Our Comments: In the present case, petitioner is a manufacturer and exporter of garments. In the course of their business, the petitioner had obtained Advance Authorization No.3210077033 dated 08.07.2014 from the Joint Director General of Foreign Trade (JDGFT), Coimbatore for import of “100 % polyester knitted fabric, micro polar fleece print both side brushed and one side anti-pill” and the petitioner had an export obligation to export ladies pyjama set consisting of two garments, namely (i) 100% cotton knitted ladies top (procured indigenously) and (ii) 100% polyester knitted fabric, micro polar fleece print both side brushed and one side anti-pill fab plant (imported under the above-mentioned advance authorization) for a value of USD 223,822 within a period of 180 months from the date of issue of authorization.

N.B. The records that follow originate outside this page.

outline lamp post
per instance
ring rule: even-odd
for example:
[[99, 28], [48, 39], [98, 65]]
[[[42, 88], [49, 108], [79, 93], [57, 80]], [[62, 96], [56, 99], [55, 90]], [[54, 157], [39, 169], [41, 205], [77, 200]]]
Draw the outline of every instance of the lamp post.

The petitioner had exported garments under the Shipping Bill under DBK Scheme and the said shipping bills were cleared for export under RMS, without any examination and LEO granted on 09.09.2014. The contention of the learned Special Government Pleader that the request for conversion of ‘drawback shipping bill’ to ‘drawback-Cum-advance authorization shipping bill’ said to have been filed by the petitioner on 08.12.2014 before the Custom House, Tuticorin could not be traced after lapse of five years and six months cannot be accepted by this Court. It is to be noted that since there was no response from the 1st respondent, the petitioner submitted a grievance in Centralized Public Grievance Redressal System and the same was also disposed of by rejecting the request of the petitioner for conversion of the shipping bills. Moreover, the request for conversion was given as early as on 08.12.2014, within three months from the date of export. It is unfortunate on the part of the respondent that without considering the petitioner’s request in a true spirit and without giving any opportunity to the petitioner, the impugned order came to be passed.
In view of the same, the impugned order in CBOEC/E/2020/03758 dated 09.09.2020 passed by the first respondent is set aside and the matter is remanded back to the first respondent for fresh consideration after giving reasonable opportunity including the personal hearing and appropriate orders shall be passed on merits and in accordance with law. Such exercise shall be completed by the first respondent, within a period of six weeks from the date of receipt of a copy of this order. Hence, petition is allowed by way of remand.